Il prossimo 24 marzo, il Giudice per l’udienza preliminare del Tribunale di Lamezia Terme dovrà pronunciarsi sulla richiesta di rinvio a giudizio per Gianfranco Ielapi, 50 anni di San Pietro a Maida (CZ), legale rappresentante della Europrofil srl, con l’accusa di omicidio colposo aggravato dalla violazione delle norme sulla sicurezza sul lavoro. La vicenda giudiziaria è in riferimento al decesso dell’operaio 38enne Francesco Stella, avvenuto il 3 gennaio del 2025 nell’area industriale di Lamezia Terme.
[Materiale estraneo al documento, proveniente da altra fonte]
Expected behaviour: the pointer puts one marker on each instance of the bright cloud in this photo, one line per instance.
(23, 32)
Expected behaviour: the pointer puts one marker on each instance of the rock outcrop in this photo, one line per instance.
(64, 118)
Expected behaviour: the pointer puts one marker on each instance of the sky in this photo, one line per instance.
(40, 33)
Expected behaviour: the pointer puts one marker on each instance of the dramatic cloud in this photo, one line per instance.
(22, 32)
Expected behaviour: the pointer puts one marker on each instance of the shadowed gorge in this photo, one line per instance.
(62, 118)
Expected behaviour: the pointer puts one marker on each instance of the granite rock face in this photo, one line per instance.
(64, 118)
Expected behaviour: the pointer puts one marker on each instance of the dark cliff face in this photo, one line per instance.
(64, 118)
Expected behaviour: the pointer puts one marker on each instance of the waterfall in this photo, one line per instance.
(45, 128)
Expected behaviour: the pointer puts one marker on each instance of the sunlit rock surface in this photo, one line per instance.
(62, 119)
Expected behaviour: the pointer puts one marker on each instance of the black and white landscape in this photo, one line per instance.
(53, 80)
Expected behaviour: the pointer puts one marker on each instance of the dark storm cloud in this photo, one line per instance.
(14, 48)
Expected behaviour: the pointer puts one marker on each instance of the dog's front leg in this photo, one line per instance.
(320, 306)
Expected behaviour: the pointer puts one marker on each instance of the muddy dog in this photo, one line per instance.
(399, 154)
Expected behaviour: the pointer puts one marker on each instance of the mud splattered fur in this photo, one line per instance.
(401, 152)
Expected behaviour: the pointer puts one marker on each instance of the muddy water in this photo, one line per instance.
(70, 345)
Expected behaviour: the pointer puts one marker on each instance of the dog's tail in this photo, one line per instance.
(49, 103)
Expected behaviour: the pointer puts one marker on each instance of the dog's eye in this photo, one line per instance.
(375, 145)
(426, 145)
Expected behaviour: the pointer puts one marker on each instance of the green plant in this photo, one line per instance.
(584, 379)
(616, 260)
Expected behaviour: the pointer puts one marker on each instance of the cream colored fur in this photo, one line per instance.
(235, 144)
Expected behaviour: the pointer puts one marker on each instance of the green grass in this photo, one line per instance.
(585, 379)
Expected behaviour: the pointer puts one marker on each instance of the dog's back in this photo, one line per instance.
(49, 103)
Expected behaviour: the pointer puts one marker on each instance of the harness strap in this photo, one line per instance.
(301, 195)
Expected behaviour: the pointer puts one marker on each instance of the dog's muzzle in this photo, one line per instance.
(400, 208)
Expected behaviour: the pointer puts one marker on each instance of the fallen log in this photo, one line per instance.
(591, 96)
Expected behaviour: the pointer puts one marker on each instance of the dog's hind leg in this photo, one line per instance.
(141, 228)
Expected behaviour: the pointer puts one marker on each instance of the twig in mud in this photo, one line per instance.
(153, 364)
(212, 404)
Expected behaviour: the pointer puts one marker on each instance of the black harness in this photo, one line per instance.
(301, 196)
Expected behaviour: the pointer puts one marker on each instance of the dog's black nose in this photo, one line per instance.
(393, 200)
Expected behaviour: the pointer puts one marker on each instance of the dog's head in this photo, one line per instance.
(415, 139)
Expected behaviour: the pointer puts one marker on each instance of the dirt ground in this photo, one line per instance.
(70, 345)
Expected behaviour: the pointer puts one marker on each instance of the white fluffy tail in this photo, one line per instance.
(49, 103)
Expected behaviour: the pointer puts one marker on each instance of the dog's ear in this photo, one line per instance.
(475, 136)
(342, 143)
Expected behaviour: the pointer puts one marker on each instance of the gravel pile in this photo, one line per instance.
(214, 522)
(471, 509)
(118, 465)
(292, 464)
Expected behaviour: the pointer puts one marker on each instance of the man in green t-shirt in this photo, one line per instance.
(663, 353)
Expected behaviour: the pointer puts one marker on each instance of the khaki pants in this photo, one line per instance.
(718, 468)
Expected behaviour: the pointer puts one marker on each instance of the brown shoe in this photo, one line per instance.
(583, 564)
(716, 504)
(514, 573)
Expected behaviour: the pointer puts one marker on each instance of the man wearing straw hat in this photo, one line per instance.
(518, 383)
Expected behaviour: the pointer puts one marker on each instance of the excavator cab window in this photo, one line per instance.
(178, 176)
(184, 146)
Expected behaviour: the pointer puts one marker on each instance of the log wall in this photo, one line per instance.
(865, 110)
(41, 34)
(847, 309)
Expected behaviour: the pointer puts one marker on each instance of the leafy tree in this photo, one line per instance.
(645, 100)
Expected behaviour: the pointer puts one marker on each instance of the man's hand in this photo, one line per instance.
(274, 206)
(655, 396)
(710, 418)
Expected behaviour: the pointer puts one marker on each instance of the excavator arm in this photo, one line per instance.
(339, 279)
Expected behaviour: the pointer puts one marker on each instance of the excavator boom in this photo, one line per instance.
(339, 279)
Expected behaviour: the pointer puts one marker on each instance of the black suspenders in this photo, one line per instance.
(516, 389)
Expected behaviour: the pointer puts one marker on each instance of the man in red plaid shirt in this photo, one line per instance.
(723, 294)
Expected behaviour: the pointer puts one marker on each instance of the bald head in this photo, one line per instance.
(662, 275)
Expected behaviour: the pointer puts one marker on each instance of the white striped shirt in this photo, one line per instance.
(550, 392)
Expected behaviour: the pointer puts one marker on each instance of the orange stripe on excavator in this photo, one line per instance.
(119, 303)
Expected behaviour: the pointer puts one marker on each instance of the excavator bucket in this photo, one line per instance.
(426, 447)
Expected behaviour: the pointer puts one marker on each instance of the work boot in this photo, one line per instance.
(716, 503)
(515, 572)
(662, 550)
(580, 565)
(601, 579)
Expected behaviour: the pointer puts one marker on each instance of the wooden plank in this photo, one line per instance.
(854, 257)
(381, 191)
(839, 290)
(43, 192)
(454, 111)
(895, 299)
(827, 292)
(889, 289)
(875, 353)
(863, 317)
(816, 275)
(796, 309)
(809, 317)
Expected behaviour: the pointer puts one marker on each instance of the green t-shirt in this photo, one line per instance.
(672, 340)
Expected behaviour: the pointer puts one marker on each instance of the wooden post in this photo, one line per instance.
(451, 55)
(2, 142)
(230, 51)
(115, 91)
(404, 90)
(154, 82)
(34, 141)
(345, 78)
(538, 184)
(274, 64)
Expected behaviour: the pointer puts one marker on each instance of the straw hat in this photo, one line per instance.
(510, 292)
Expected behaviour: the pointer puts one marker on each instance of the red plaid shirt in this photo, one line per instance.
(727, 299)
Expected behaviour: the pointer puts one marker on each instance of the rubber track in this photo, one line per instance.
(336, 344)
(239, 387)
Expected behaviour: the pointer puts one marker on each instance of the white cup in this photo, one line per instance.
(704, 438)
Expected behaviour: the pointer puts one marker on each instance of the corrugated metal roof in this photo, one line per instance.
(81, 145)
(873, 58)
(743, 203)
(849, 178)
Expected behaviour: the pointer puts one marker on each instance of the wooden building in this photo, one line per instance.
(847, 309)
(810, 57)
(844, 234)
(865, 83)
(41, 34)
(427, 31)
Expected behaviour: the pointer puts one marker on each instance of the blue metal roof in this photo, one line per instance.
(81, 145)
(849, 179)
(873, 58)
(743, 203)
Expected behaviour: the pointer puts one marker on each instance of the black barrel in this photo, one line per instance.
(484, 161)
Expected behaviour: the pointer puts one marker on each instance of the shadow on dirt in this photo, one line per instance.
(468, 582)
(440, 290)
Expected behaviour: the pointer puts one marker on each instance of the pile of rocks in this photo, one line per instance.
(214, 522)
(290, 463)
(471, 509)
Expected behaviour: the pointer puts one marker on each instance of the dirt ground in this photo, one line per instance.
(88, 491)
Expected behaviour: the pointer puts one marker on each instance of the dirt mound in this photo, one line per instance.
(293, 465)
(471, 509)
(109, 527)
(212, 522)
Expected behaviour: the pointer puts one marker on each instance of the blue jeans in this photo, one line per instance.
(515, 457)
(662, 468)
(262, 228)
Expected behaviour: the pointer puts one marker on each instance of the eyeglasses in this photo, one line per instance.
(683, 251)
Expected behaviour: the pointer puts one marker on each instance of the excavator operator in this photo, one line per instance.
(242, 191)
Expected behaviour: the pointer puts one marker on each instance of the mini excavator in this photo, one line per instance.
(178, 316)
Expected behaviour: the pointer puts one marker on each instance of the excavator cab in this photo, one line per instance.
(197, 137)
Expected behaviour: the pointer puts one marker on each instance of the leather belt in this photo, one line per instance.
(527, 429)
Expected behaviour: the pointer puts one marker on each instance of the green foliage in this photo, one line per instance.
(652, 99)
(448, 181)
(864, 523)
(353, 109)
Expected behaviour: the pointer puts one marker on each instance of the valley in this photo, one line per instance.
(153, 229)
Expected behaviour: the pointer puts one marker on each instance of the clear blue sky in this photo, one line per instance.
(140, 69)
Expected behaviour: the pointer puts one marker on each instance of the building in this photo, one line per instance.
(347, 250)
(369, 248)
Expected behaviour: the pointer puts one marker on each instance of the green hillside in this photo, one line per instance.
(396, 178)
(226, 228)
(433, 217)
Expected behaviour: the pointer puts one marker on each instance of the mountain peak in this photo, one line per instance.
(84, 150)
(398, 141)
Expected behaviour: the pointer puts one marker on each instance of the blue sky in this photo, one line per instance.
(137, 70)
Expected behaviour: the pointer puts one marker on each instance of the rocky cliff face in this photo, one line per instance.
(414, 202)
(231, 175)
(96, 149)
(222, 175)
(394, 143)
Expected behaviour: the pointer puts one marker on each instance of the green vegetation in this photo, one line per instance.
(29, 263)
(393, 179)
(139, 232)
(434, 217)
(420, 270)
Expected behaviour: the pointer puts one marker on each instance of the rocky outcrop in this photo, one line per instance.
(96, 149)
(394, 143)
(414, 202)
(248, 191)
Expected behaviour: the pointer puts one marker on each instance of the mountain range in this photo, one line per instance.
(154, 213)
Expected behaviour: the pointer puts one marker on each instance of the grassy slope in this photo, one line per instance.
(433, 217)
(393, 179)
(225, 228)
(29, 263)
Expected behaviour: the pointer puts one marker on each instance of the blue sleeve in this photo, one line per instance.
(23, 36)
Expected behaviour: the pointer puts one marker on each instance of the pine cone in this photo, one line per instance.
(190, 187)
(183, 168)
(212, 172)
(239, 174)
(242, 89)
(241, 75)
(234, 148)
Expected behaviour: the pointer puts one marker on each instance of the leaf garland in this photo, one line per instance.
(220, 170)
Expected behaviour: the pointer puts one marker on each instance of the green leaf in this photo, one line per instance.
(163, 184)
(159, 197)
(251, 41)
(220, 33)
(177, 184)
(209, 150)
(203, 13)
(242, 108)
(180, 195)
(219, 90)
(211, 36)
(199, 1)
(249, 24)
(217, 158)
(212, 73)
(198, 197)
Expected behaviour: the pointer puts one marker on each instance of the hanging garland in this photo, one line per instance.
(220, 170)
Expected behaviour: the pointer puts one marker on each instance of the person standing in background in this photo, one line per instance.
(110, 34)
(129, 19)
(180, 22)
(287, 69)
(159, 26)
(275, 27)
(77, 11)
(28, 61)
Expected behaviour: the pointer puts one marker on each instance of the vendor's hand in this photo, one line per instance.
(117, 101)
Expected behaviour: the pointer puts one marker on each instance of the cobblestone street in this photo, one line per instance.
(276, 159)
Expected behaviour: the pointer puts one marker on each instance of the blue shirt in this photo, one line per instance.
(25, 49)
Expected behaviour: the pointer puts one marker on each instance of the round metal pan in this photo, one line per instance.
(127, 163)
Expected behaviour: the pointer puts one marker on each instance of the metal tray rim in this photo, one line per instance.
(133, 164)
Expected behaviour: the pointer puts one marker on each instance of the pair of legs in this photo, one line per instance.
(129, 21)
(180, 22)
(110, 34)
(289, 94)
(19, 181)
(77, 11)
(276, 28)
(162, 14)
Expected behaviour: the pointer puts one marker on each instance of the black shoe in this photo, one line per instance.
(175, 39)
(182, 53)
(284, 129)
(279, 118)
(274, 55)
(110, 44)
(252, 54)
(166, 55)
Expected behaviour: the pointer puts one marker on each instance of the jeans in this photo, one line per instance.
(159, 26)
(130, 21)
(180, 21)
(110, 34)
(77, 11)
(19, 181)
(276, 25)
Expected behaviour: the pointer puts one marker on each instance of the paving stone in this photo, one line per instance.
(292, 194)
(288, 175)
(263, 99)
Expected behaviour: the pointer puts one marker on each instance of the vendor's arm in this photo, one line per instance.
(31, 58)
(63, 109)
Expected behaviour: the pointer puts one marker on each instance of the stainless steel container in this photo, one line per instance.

La vittima – come riporta la richiesta di rinvio a giudizio firmata dal pm Emanuela Costa – “stava effettuando…al secondo piano del soppalco del magazzino in struttura metallica…adibito a deposito di lana di roccia e coppelle in metallo…l’inventario del materiale in giacenza, quando è precipitato al suolo (da un0altezza di circa 7 metri, ndr) in quanto il parapetto era privo di barriere di protezione e di segnalazioni di pericolo, ed il lavoratore non era dotato dei dispositivi di protezione individuali previsti per i lavori in quota (es. imbracatura, sistemi di ritenzione, ancoraggi, etc.)“.
Francesco Stella è deceduto sul colpo – come attestato dal medico legale dott. Gualtieri – “per arresto
cardiorespiratorio secondario a shock traumatico con componente emorragica e neurogena riconducibile a politrauma con fratture della teca cranica e sfacelo traumatico dell’encefalo, fratture del massiccio facciale, frattura del polso destro, fratture vertebrali a livello D12-L1, da ricondurre a precipitazione da media altezza (circa 7 metri)”.
Nel procedimento sono indicate come persone offese i familiari della vittima – il padre, la madre, il fratello e la sorella, assistiti dagli avvocati Aldo Ferraro e Antonio Procopio – che potranno costituirsi parte civile. Gianfranco Ielapi è assistito dagli avvocati Francesco Gioffrè del Foro di Palmi e Vincenzo Cantafio del Foro di Vibo Valentia.